Auch wenn das Umweltbundesamt seine Bedenken äußerte, spielten sie bei der Bewertung des Wirkstoffes keine Rolle. Denn Gesundheitsrisiken fallen allein in den Aufgabenbereich des BfR. Offiziell votierte das Umweltministerium zwar gegen Glyphosat, aber mit einer Begründung, die seine Zuständigkeit betrifft. Es sieht die Artenvielfalt bedroht. Der Behördenstreit ist Grund dafür, dass sich die Bundesregierung auf EU-Ebene bei den zurückliegenden Abstimmungen über Glyphosat bisher enthielt.
Taktik und Kalkül
Agrarminister Christian Schmidt kritisierte Umweltweltministerin Barbara Hendricks immer wieder wegen ihrer ablehnenden Haltung. Für die Bauern sei Glyphosat unverzichtbar. Intern kam der Zwist aber so Manchem nicht ungelegen. "Bei so einer Konstellation läuft es häufig auf eine Stimmenthaltung hinaus. Das wäre für das BMEL (gemeint: Bundesministerium für Ernährung und Landwirtschaft) nicht das Schlechteste", hieß es in E-Mails an die Leitungsebene der nachgeordneten Behörde.
Die Taktik: Der Glyphosat-kritischen deutschen Öffentlichkeit kann kommuniziert werden, dass Deutschland nicht für die erneute Zulassung des Pflanzengifts stimmt. "Wegen der überwiegenden Mehrheit der anderen Mitgliedstaaten würde der Wirkstoff aber trotzdem genehmigt werden", so das Kalkül.
Doch so kam es dann nicht. Da unter anderem Frankreich gegen eine Verlängerung im bisher geplanten Rahmen votiert, ist es nun ausgerechnet Deutschlands Stimme, auf die es ankommen könnte. Der politische Druck ist enorm. Kommissionschef Jean-Claude Juncker droht: Eine Enthaltung sei keine Haltung.
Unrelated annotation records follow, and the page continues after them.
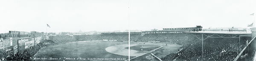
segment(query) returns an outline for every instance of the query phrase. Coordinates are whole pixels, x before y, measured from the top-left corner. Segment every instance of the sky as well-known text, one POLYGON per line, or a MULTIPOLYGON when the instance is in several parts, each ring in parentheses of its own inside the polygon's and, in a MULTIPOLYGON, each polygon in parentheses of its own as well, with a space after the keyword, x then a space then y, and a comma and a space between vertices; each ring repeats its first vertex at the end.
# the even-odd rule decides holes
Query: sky
POLYGON ((245 28, 256 12, 254 0, 2 0, 0 33, 245 28))

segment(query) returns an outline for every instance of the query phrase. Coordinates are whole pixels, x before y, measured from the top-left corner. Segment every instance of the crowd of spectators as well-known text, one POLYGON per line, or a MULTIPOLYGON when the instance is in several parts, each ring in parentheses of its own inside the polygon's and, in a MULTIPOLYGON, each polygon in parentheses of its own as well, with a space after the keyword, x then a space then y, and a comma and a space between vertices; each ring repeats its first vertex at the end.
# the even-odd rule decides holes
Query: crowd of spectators
POLYGON ((245 47, 245 41, 241 41, 242 43, 239 44, 238 40, 234 38, 208 38, 203 42, 204 58, 202 56, 201 41, 195 39, 182 40, 176 42, 180 42, 183 45, 182 52, 169 54, 162 59, 164 61, 174 58, 178 61, 233 61, 245 47))
POLYGON ((40 42, 36 45, 31 46, 30 48, 26 49, 20 53, 13 54, 12 53, 4 52, 3 54, 5 56, 10 56, 13 57, 13 60, 15 61, 32 61, 34 56, 39 53, 41 49, 46 46, 54 44, 55 44, 46 45, 40 42))

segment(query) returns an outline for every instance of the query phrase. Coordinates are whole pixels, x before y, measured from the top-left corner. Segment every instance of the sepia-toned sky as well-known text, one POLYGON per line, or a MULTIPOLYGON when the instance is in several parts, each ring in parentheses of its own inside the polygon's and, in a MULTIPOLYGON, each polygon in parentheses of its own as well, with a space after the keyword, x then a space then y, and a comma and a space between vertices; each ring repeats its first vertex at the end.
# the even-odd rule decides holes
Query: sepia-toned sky
MULTIPOLYGON (((256 0, 131 0, 131 29, 246 27, 253 22, 256 0)), ((128 0, 0 0, 0 33, 124 31, 128 0)), ((254 15, 255 15, 255 14, 254 15)))

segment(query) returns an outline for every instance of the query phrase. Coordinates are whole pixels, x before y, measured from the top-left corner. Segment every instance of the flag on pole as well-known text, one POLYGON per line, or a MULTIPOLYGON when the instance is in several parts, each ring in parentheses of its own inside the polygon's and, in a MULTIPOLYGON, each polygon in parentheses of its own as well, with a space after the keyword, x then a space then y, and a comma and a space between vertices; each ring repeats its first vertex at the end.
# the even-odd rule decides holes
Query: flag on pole
POLYGON ((49 27, 49 28, 51 28, 51 27, 50 27, 50 26, 49 26, 49 25, 48 25, 48 24, 47 24, 47 27, 49 27))
POLYGON ((248 25, 247 25, 247 27, 253 27, 253 23, 250 24, 248 24, 248 25))
POLYGON ((254 13, 250 14, 250 15, 251 15, 251 16, 254 16, 254 13))

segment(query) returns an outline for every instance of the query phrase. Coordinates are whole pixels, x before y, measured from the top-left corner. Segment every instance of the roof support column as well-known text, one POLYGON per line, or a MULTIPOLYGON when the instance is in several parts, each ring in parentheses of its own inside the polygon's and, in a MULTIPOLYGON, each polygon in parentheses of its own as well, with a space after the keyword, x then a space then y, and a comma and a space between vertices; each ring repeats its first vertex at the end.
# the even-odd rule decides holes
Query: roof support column
POLYGON ((202 34, 202 57, 204 58, 204 35, 202 34))
POLYGON ((239 35, 239 45, 240 45, 240 36, 239 35))

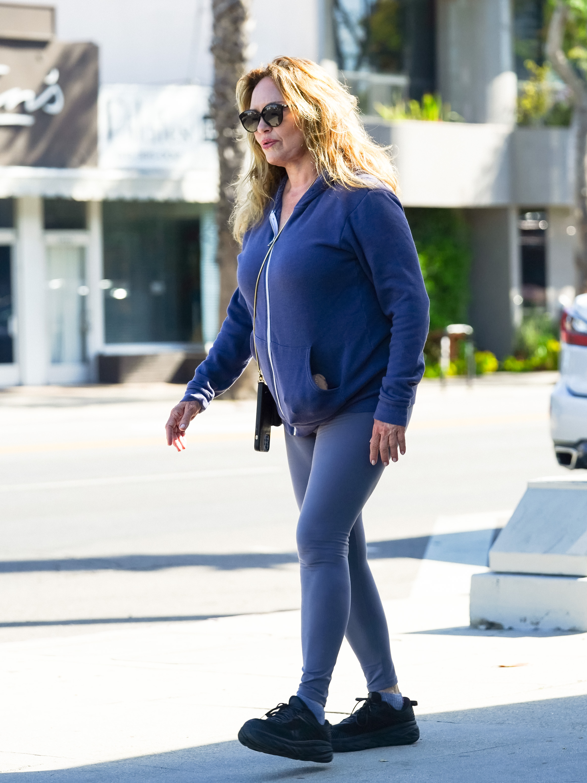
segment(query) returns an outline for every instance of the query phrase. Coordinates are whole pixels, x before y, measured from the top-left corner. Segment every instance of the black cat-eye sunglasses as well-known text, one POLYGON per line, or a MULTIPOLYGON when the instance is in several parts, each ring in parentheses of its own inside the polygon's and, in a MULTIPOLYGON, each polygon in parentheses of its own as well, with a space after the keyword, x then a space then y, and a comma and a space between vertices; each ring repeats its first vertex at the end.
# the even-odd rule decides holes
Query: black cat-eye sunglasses
POLYGON ((280 125, 283 121, 283 110, 286 108, 286 103, 268 103, 261 111, 247 109, 242 114, 239 114, 239 119, 246 131, 248 131, 249 133, 254 133, 259 127, 261 117, 272 128, 277 128, 278 125, 280 125))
Glyphosat ist eine chemische Verbindung aus der Gruppe der Phosphonate. Es ist Hauptbestandteil verschiedener am Markt erhältlicher Unkrautvernichtungsmittel. Pflanzenschutzmittel, die Glyphosat enthalten, gehören zu den weltweit am häufigsten verwendeten Herbiziden. Pflanzen nehmen Glyphosat durch ihre Blätter und andere grüne Pflanzenteile auf. Glyphosat blockiert die Produktion bestimmter Aminosäuren, die wichtig für das Wachstum der Pflanzen sind. Während die Internationale Behörde für Krebsforschung (IARC), eine Unterorganisation der WHO, in einer neuen Bewertung zum Schluss kommt, das Glyphosat für den Menschen wahrscheinlich krebserzeugend ist, ergaben zuvor andere Studien - wie die der Europäischen Behörde für Lebensmittelsicherheit (EFSA) - keine Hinweise darauf. 2015 kritisierten 96 Wissenschaftler aus 25 Ländern die Ergebnisse der EFSA-Studie, und forderten die Europäische Kommission auf, "das fehlerhafte Ergebnis der EFSA zu Glyphosat bei Ihrer Formulierung der Umwelt- und Gesundheitspolitik in Bezug auf Glyphosat außer Acht zu lassen und eine transparente, offene und glaubwürdige Prüfung der wissenschaftlichen Literatur zu verlangen".